Preheat your oven to 240°C/220°C fan/gas mark 9. Remove the puff pastry from your fridge to allow it to come to room temperature.

Trim the butternut squash, halve lengthways, then scoop out the seeds (peel first if you prefer). Cut into 2cm chunks.

Pop the diced butternut onto a large baking tray. Drizzle with oil, sprinkle over half the North Indian style spice mix and season. Toss to coat. Spread out in a single layer.

When the oven is hot, roast on the top shelf until golden and cooked through, 18-20 mins. Turn halfway through.

Roast the Potatoes
2

Meanwhile, chop the potatoes into 2cm chunks (no need to peel).

Pop the chunks onto a large baking tray. Drizzle with oil, sprinkle over the remaining North Indian style spice mix and season. Toss to coat. Spread out in a single layer. TIP: Use two baking trays if necessary. 

When the squash has been roasting for 10 mins, add the potatoes to the oven and roast on the middle shelf until golden, 25-35 mins. Turn halfway through.

Start the Sauce
3

Meanwhile, halve, peel and thinly slice the onion.

Heat a drizzle of oil in a large saucepan on medium-high heat.

Once hot, add the onion to the pan and stir-fry until softened, 4-5 mins. Add in the korma curry paste and fry until fragrant, 1 min.

Stir in the coconut milk and veg stock paste. Bring to the boil, then reduce the heat and simmer until thickened, 3-4 mins.

Stir through the mango chutney and cooked butternut.

Shape the Pastry
4

While the sauce simmers, cut the puff pastry into equal-sized rectangles (2 per person).

Spoon the butternut filling onto one half of each rectangle, leaving a 1cm border at the sides. TIP: Don't overstuff the pastry, leave some of the filling aside if there's too much.

Dampen the edges of the pastry with a little water, then fold the top half of the pastry over the filling to enclose it. Gently press the edges down with the back of a fork to tightly seal the parcel on the 3 open sides.

Peas Please
5

Carefully transfer the pastry to a lined baking tray. Bake on the top shelf of your oven until the pastry is golden, 10-15 mins.

Meanwhile, give the saucepan a quick clean.

When the pastry has 5 mins remaining, heat a drizzle of oil in the now clean saucepan on medium-high heat.

Once hot, add the peas and stir-fry for 2-3 mins. Season with salt and pepper.

Serve
6

When everything's ready, share the butternut rolls between your plates.

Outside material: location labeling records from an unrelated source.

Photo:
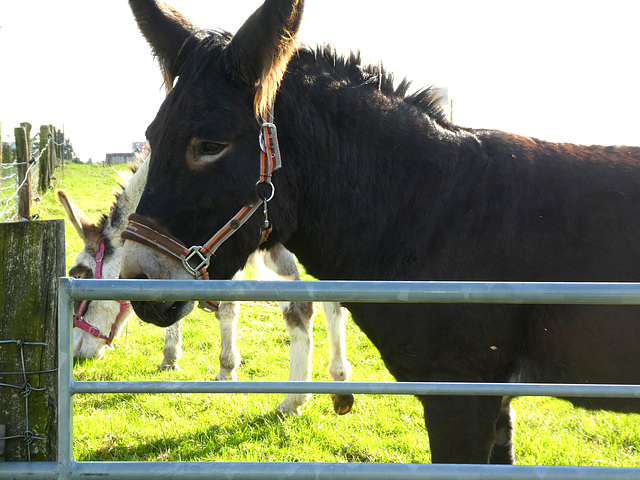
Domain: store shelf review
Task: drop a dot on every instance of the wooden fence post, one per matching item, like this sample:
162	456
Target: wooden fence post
24	173
54	154
32	257
45	160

Serve the peas and spiced potatoes alongside with mayo for dipping (see pantry for amount).

Customer reviews

Review summary

Updated on Feb 2026
  • Flavour: The butternut filling is lovely, with some suggesting a mint sauce instead of mayo for dipping.
  • Ease of prep: Preparation can be fiddly and time-consuming, taking longer than the recipe suggests.
  • Suggestions: Consider making this as a pie instead of rolls to simplify assembly and use up extra filling.
  • Next-day meals: The pastries keep well, making good leftovers for lunch the following day.
  • Cooking tips: Potatoes may cook faster than expected; adjust timing to prevent dryness.